AML/T cell interactomics uncover correlates of patient outcomes and the key role of ICAM1 in T cell killing of AML

T cells are important for the control of acute myeloid leukemia (AML), a common and often deadly malignancy. We observed that some AML patient samples are resistant to killing by human engineered cytotoxic CD4+ T cells. Single-cell RNA-seq of primary AML samples and CD4+ T cells before and after their interaction uncovered transcriptional programs that correlate with AML sensitivity or resistance to CD4+ T cell killing. Resistance-associated AML programs were enriched in AML patients with poor survival, and killing-resistant AML cells did not engage T cells in vitro. Killing-sensitive AML potently activated T cells before being killed, and upregulated ICAM1, a key component of the immune synapse with T cells. Without ICAM1, killing-sensitive AML became resistant to killing to primary ex vivo-isolated CD8+ T cells in vitro, and engineered CD4+ T cells in vitro and in vivo.

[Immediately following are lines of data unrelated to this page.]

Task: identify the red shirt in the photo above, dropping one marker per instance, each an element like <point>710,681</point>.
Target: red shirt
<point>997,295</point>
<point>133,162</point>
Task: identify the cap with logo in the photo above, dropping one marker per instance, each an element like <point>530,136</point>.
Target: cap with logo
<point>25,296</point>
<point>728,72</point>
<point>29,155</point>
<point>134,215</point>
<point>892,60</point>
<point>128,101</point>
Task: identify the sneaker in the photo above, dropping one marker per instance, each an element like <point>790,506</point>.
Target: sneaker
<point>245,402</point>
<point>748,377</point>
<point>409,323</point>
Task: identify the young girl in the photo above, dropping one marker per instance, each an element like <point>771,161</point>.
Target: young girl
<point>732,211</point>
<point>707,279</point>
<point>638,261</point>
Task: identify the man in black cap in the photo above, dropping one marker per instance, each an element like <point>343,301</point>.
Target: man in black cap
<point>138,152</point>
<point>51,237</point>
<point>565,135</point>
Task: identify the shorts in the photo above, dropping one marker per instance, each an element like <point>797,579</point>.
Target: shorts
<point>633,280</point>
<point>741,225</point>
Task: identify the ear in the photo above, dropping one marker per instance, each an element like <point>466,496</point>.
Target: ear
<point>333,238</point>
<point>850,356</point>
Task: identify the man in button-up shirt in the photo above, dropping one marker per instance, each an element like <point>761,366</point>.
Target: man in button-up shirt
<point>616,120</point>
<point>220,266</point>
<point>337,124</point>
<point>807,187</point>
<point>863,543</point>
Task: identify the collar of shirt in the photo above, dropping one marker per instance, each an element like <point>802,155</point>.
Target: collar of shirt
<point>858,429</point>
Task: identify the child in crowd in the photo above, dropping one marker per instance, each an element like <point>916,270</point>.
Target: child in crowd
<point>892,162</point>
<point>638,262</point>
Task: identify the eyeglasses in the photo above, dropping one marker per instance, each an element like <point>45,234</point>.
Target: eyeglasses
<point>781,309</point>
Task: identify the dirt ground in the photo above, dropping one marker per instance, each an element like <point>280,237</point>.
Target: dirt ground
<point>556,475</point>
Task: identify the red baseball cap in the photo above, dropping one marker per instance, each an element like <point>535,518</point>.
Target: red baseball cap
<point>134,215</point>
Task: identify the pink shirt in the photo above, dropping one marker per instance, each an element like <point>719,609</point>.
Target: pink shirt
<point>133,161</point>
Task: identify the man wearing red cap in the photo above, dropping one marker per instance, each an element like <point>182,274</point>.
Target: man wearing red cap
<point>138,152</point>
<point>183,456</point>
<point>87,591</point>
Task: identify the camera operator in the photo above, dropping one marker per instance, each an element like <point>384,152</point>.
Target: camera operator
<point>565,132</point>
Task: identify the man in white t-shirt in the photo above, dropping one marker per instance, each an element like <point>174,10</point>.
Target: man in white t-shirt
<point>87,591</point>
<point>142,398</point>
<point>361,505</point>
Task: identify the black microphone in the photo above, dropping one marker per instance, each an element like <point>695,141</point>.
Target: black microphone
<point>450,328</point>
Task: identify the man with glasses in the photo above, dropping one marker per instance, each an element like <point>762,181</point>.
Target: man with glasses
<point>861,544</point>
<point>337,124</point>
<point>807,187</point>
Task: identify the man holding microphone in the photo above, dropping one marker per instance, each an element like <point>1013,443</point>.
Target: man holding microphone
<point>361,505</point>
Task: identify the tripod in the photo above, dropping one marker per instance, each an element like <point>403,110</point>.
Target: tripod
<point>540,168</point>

Thus, ICAM1 on AML acts as an immune trigger, allowing T cell killing, and could affect AML patient survival in vivo. To better Understand the determinants of AML sensitivity or resistance to T cell killing, we analyzed killing-sensitive (PARCEV and PARCHW) and -resistant (PATISD and PAPZCL) primary AML samples before and after co-culture with CD4^IL10 cells (LV10_072 and LV10_2441) using single-cell RNA sequencing. Four Pediatric AML bone marrow aspirates were obtained from the Children's Oncology Group. Primary AML samples and T cells were FACs-sorted for scRNA-seq at day 0. Primary AML cells were co-cultured for 24 h with T cells at a 1:1 ratio and sorted for scRNA-seq. This was repeated twice, so that each AML sample was co-cultured with T cells from two different donors.